Speaking at a White House Cabinet meeting on Tuesday, Hegseth said he observed the first strike in real time but left before the controversial second strike occurred, explaining he had other duties and moved on to his next meeting. His remarks came during a meeting led by President Donald Trump; the administration has at times referred informally to the Defense Department as the “Department of War,” even as the president has cast himself as a peacemaker.
Hegseth defended the mission commander, Admiral Frank Bradley, who leads special operations and oversaw the September 2 attacks, saying Bradley made the correct decision to carry out the second strike and remove the threat. Hegseth reiterated that he did not personally observe survivors, saying the scene was obscured by fire and smoke and invoking the “fog of war.” He added that the administration supports Bradley and has empowered commanders to make difficult decisions during nighttime operations on behalf of the American people.
Those statements arrived amid growing demands for accountability over the so-called double-tap strike. Democratic lawmakers and legal experts have condemned the follow-up attack as likely a war crime. Senator Chris Van Hollen wrote on X that Hegseth may have been experiencing the fog of war but that the action nonetheless amounted to an extrajudicial killing and called for Hegseth’s resignation, referencing the defense chief’s earlier career as a Fox News host.
Scrutiny of Hegseth intensified after The Washington Post reported last week that military commanders conducted a second strike on two people clinging to the wreckage of the vessel, allegedly following an order to leave no survivors.

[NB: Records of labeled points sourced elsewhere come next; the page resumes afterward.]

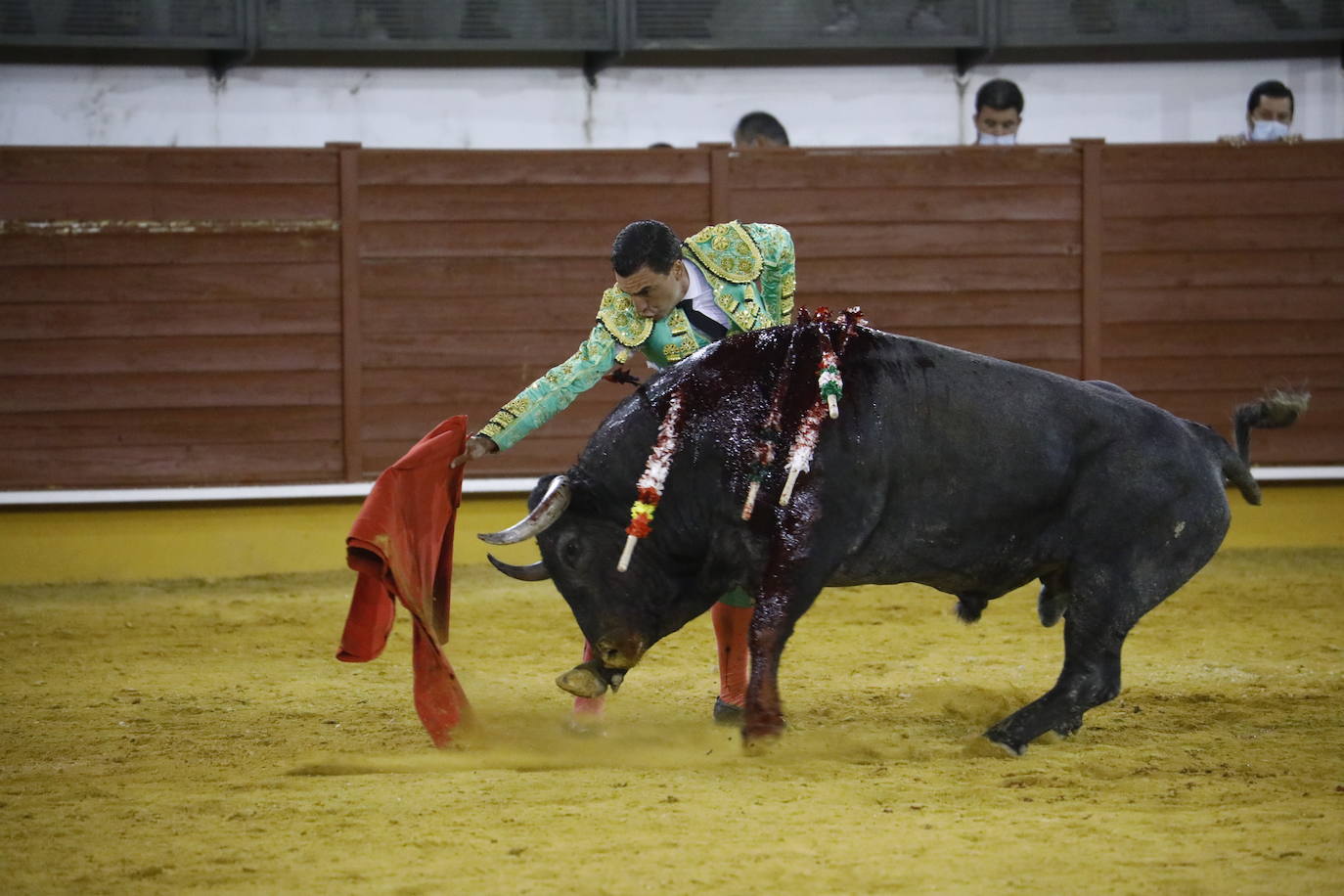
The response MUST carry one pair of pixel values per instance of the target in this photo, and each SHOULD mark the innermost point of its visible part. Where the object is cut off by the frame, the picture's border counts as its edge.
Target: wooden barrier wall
(191, 317)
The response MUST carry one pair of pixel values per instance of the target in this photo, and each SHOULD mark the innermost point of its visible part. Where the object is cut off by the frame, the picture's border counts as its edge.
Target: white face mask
(1268, 130)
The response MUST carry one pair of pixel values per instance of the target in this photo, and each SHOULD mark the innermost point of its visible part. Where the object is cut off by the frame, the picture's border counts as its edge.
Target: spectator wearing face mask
(1269, 115)
(999, 107)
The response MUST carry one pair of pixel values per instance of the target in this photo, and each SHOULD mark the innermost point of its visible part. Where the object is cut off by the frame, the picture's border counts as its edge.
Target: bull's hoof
(1069, 727)
(725, 713)
(1007, 744)
(582, 681)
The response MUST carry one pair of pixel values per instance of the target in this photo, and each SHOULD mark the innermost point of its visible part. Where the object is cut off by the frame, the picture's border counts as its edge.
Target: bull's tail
(1276, 410)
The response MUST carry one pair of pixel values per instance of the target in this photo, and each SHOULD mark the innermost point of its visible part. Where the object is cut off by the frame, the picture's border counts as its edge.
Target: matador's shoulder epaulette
(729, 251)
(620, 319)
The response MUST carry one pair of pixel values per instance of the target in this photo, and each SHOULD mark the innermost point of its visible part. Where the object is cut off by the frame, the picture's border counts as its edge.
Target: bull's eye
(570, 550)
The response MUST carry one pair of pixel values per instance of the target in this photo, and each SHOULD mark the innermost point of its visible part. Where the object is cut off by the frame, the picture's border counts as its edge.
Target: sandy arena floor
(186, 737)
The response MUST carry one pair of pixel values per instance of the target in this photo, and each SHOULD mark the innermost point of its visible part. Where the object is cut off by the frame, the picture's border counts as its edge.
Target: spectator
(1269, 112)
(757, 129)
(1269, 115)
(999, 107)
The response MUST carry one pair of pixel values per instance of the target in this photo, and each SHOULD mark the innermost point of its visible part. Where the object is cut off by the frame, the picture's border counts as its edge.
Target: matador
(669, 298)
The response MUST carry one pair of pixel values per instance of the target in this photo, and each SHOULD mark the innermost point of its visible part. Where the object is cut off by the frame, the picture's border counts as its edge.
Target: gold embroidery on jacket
(728, 251)
(620, 319)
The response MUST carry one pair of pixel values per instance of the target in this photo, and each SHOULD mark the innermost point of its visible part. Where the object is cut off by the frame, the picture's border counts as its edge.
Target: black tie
(703, 323)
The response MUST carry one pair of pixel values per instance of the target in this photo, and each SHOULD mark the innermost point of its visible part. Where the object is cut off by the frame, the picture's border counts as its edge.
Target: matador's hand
(477, 446)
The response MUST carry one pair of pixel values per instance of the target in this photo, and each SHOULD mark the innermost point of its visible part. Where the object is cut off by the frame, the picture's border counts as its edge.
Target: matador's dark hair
(646, 242)
(999, 93)
(1272, 89)
(759, 124)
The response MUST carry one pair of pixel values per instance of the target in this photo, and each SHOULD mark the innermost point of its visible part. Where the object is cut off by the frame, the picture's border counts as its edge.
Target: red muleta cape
(402, 548)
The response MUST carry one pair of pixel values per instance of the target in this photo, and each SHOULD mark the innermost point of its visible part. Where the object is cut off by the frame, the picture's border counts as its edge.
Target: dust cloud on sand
(186, 737)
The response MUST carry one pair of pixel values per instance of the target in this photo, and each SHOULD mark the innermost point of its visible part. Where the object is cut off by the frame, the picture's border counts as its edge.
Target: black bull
(960, 471)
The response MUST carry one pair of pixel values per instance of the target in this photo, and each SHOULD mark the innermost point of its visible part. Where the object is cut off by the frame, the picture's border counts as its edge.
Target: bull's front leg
(770, 629)
(787, 587)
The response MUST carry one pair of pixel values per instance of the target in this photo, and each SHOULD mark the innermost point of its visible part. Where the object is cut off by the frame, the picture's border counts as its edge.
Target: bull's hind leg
(1099, 612)
(1093, 637)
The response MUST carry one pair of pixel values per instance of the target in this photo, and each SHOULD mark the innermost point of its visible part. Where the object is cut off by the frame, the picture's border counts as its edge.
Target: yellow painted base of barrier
(133, 543)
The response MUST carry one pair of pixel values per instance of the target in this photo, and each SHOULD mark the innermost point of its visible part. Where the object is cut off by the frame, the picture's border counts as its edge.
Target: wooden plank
(114, 465)
(1298, 448)
(453, 349)
(1226, 338)
(1309, 160)
(721, 182)
(946, 240)
(906, 166)
(1140, 270)
(488, 240)
(570, 204)
(940, 274)
(1224, 233)
(1240, 375)
(162, 426)
(1230, 198)
(169, 355)
(109, 391)
(167, 202)
(104, 320)
(147, 165)
(175, 284)
(581, 166)
(1092, 258)
(481, 278)
(169, 248)
(464, 313)
(1214, 407)
(790, 207)
(351, 335)
(1222, 304)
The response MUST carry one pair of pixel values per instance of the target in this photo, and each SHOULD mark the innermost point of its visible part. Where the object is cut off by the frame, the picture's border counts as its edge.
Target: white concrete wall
(635, 107)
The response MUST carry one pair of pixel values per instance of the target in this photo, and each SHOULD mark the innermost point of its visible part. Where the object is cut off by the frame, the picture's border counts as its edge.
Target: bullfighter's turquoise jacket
(750, 269)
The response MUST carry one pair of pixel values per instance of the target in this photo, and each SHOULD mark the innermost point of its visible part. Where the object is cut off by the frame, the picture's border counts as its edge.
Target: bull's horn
(539, 520)
(531, 572)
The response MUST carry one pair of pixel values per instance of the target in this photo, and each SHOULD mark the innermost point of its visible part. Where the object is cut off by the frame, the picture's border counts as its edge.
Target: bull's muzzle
(605, 670)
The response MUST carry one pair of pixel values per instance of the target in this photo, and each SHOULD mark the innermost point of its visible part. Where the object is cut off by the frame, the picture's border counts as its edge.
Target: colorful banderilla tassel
(804, 443)
(650, 488)
(829, 381)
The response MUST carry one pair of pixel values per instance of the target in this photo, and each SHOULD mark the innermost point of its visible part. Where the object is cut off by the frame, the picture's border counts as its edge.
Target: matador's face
(656, 294)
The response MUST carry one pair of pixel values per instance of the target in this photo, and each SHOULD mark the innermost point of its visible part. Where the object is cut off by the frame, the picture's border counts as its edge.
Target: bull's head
(674, 575)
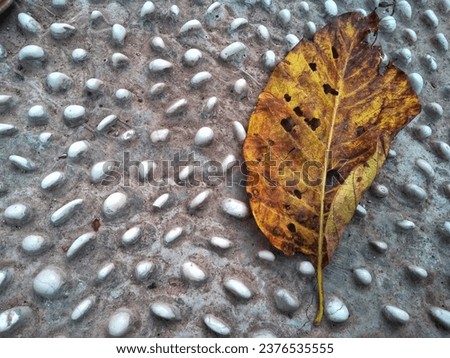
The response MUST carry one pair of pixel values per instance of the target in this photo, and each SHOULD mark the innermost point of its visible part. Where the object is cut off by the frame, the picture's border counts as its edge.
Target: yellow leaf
(319, 134)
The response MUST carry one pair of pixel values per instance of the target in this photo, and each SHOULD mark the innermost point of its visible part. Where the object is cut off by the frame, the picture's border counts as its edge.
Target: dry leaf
(319, 134)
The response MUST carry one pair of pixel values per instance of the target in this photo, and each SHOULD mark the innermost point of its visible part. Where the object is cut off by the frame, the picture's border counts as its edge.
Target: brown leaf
(319, 134)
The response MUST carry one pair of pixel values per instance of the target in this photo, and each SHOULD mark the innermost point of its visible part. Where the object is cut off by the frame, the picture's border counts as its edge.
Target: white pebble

Hegseth dismissed that report as false, calling it fabricated and inflammatory. The Pentagon’s law-of-war manual states that orders to fire on survivors of shipwrecked vessels are “clearly illegal.”
The administration has carried out strikes on at least 22 vessels in the Caribbean Sea and the Eastern Pacific as part of an effort against suspected drug traffickers; at least 83 people have been killed in those operations. Many legal scholars characterize the strikes as extrajudicial killings that violate international law. The administration has not publicly presented evidence to substantiate claims that the boats were carrying narcotics, were bound for the United States, or were controlled by members of designated cartels.